Toker 10-09-2003 04:14 PM

swap partition size?
 
I've got 1GB 2700 ddram and a crap load of unpartitioned space. I reading alot of things that claim with that much ram, I don't need a swap drive, but could it really hurt? With programs growing in size, I'd feel safer with a "back-up" swap drive, and I'm just wondering how big I should make the partition... half, equal or twice the ram size seems to be the obvious options...

Any opinions?

jowid 10-09-2003 04:21 PM

Mine swap space has the same size as the ram in my machine. And i have got no problems.

Maybe this helps you.

Greetings,
Jochen

rshaw 10-09-2003 04:33 PM

it used to be 2 x ram, but that really only applies to low mem machines. 250MB-500MB will work fine

Gill Bates 10-09-2003 04:35 PM

i go about 700mb just in case;
only saw it using 600 once, but that was when one of my apps was running out of control :O

trickykid 10-09-2003 05:12 PM

I tend to make mine from 100mb to 200mb.. Most of the time I'm wasting space with that even as its rarely touched.

Desktop machine with normal apps and you got over 128 megs of ram, go with 100 to 125 mb for swap.

Server with many many users, use double your RAM or no more than a gig or so.. that's if you got the hard drive space, etc.

car313 10-09-2003 09:39 PM

1 gb ram seems plenty. so from what i have heard, you dont really need a swap partition unless of course the install procedure is bent on asking for some swap space.

car313

trickykid 10-09-2003 11:13 PM

Quote:

Originally posted by car313
1 gb ram seems plenty. so from what i have heard, you dont really need a swap partition unless of course the install procedure is bent on asking for some swap space.

car313

Its still in the best interest to create a swap partition, even if you have 4 GB of RAM... I would only recommend a 100 meg size swap at a minimum and maximum in all cases.

J.W. 10-11-2003 12:48 AM

I've got 1GB of RAM on my rig with a 256Mg swap file. The swap file hardly ever gets touched, and when it does, it's a very minimal impact. The way I look at it is with the large drives these days, a couple hundred meg won't make much difference one way or the other, but at the same time, why waste space unnecessarily.

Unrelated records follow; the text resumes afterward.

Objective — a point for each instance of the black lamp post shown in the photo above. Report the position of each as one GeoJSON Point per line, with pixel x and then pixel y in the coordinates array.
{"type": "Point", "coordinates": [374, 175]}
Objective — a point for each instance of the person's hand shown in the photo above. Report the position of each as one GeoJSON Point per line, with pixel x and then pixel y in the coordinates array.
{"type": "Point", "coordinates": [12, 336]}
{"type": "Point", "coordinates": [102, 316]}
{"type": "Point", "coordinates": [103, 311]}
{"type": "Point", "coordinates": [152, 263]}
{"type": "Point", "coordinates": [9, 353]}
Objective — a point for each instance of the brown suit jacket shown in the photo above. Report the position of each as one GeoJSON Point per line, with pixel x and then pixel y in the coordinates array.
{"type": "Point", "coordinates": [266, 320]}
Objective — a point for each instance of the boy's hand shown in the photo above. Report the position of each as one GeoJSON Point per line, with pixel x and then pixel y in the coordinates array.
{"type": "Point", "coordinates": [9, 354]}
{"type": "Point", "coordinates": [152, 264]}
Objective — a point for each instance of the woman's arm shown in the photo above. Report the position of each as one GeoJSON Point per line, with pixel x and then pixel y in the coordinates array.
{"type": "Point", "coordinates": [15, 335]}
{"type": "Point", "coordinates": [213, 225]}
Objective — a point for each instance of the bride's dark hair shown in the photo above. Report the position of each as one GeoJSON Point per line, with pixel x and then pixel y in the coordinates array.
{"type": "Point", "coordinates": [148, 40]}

From what I've seen, and what other posters have noted, is that the "double the RAM" guideline is obsolete, and generally either 256Mg or 512Mg of swap ought to be sufficient no matter how much RAM you've got.

All I can say is that for me, 256Mg has been way more than enough. -- J.W.

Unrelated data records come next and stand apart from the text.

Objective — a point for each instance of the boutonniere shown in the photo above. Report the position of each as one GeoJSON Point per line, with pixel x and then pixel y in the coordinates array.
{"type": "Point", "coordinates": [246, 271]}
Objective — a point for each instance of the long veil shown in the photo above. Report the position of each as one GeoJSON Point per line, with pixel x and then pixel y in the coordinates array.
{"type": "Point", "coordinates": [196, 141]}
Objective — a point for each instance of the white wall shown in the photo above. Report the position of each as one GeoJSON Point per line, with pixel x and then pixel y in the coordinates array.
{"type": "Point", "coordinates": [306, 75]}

Gill Bates 10-11-2003 02:23 AM

unless u are in development and ur own apps can go wrong ... :)

robotoverflow 10-11-2003 11:41 AM

Since you have 1GB of RAM I doubt that the swap would even be used that much, no matter what you use that system for. You should be able to set it to around 50MB and not feel any loss of performance. Mind you, that's a safe figure, you could probably go lower. If you find out that you do need a larger swap there are ways to work out how large it has to be.

The amount of swap you need depends on what you're using it for and how much Memory you have. You can usually work out how much you need by estimating how much memory is required in total (physical & virtual) and subtracting the amount of physical Memory you currently have. The remainder is what your Swap size should be. It's good for system performance if you can hit that 'sweet spot', since a swap that's too large will be slower to read & write to at times, and that's a bad thing.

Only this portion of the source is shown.